Embora a leitura labial tenha sido estudada no contexto de auxílio a pessoas surdas, seu uso forense não foi abordado da maneira necessária. A perícia de leitura labial pode ter um papel importante em investigações e no apoio ao campo jurídico, mas também faz-se importante analisar suas limitações e potencialidades.
LIMITAÇÕES
No uso da técnica de leitura labial em contextos forenses, destacam-se como limitações: a admissibilidade, ausência de metodologia robusta e a possível incerteza nos resultados da análise. A admissibilidade no campo pericial fonoaudiológico corresponde a uma etapa inicial da perícia, na qual se verifica se as amostras atendem a critérios mínimos para a produção de prova(10). Os elementos desta etapa que afetam de maneira mais efetiva o uso da leitura labial são: integridade, quantidade e qualidade. A integridade é o aspecto que se refere a análise do material para se averiguar se houve algum tipo de alteração, dano ou modificação do vídeo. O aspecto quantidade para a leitura labial se relaciona com a quantidade de frames da imagem, pois a baixa qualidade da imagem afeta a visualização dos movimentos articulatórios. A qualidade no contexto da leitura labial está relacionada a resolução, luminosidade, foco e posicionamento da câmera, além da qualidade do equipamento. Quando o elemento qualidade não está adequado, há influência na clareza da imagem, impossibilitando a tarefa. Além disso, é preciso observar se a face está visível, o uso de chapéus e máscaras podem impedir a visualização dos movimentos articulatórios. Outro aspecto que limita o uso da técnica é a ausência de metodologia robusta. A falta de protocolos e estudos consolidados na área diminui a confiabilidade das análises periciais. A ausência de um método pode levar o perito a interpretações com viés e, por isso, sujeita a erros.
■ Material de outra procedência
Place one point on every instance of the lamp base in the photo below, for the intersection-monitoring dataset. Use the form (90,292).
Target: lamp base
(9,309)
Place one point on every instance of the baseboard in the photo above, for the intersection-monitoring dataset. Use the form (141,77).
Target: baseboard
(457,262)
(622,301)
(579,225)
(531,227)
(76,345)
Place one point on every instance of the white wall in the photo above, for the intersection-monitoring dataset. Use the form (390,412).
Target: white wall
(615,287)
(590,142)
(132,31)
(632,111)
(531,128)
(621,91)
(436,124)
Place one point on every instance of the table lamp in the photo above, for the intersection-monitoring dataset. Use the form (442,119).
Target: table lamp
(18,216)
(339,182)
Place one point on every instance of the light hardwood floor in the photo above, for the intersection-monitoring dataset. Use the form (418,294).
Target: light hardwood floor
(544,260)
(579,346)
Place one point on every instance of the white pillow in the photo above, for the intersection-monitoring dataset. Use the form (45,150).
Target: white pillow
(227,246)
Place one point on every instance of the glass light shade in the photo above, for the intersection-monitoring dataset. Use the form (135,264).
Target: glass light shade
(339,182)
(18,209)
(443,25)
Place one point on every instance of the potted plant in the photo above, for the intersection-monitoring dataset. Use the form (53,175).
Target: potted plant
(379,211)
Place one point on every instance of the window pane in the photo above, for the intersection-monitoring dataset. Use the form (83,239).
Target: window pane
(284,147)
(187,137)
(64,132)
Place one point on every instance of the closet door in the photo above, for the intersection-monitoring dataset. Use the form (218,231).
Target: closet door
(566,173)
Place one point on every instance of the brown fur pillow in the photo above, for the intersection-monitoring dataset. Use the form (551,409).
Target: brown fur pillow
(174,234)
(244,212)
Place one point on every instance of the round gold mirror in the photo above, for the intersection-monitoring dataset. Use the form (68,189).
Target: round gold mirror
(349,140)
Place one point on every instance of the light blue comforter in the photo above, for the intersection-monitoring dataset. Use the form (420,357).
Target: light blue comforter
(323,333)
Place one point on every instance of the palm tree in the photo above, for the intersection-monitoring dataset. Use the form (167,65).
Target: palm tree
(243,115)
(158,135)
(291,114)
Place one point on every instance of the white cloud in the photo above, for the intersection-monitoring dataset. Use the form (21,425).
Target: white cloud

Este aspecto nos leva ao terceiro fator de limitação de uso da técnica, que é a possível incerteza nos resultados da análise. Como dito anteriormente, a leitura labial nos permite visualizar 50% da fala. Isso ocorre porque ela consegue captar apenas os fonemas produzidos na parte anterior do trato vocal. Além disso, existem fonemas que são produzidos de forma semelhante, ou seja, são homorgânicos, o que impede a distinção visual entre eles. Também é preciso levar em consideração que a leitura labial não captura informações importantes para a compreensão da fala, como a prosódia e o contexto situacional, que são fundamentais para a compreensão total do que é dito.
POTENCIALIDADES
No uso da leitura labial, destacam-se como potencialidades o conhecimento de hipóteses e do contexto, que o perito entenda profundamente sobre Fonética e Linguística, o uso de vídeos do suspeito como material padrão e parcerias com leitores labiais. Conhecer hipóteses permite validar o que as testemunhas afirmam ter ouvido e verificar se isso é compatível com os movimentos labiais observados(11). Esse conhecimento ajuda a reduzir ambiguidades, permitindo uma comparação entre o que foi dito e as alegações feitas, o que torna a análise mais precisa. Já o conhecimento do contexto facilita a interpretação da fala e permite prever palavras ou frases mais esperadas, o que reduz a margem de erro e aumenta a confiabilidade da leitura labial. O conhecimento fonético é importante para identificar sons visíveis e invisíveis, facilitando a previsão do que foi dito com a observação dos movimentos labiais(12-15). O conhecimento linguístico envolve entender a estrutura gramatical e o vocabulário, ajudando a associar corretamente os movimentos labiais às palavras(12,16,17). Ter proficiência em análise perceptivo-auditiva contribui para a identificação de características vocais do falante, principalmente ajustes de trato vocal(18), melhorando a precisão da leitura labial. Além disso, os conhecimentos geolinguísticos facilitam a identificação de variações regionais, considerando diferenças de pronúncia e expressões locais, o que aprimora a análise. Cabe investigar o histórico do indivíduo, onde nasceu e viveu, já que esses fatores podem influenciar a forma como a fala é articulada e percebida. O estudo de vídeos do suspeito falando permite entender seu perfil vocal e linguístico, e identifica padrões individuais de articulação(19). Caso não seja possível o acesso a vídeos do suspeito, pode ser solicitada pela Justiça a coleta de material padrão. Sobre parcerias com leitores labiais, os estudos qualitativos dependem, em grande parte, da capacidade analítica do investigador (subjetiva). É possível realizar verificações de fiabilidade(20), isso significa que um outro investigador pode analisar os dados e, em seguida, verificar se os resultados estão de acordo ou desacordo. As parcerias com indivíduos que têm habilidade em leitura labial podem validar interpretações e fortalecer a análise, pois esses leitores labiais podem oferecer observações pertinentes sobre os movimentos labiais e ajudar a confirmar hipóteses.
CONSIDERAÇÕES FINAIS
A leitura labial representa uma importante ferramenta de análise na Perícia Fonoaudiológica, sendo essencial para a validação de depoimentos e a análise de situações em que o áudio de gravações em vídeo é inaudível ou inexistente. Como técnica, exige do perito fonoaudiólogo um profundo conhecimento sobre articulação da fala, dinâmica orofacial e análise contextual da linguagem, integrando aspectos fonéticos e linguísticos para garantir maior precisão nos resultados.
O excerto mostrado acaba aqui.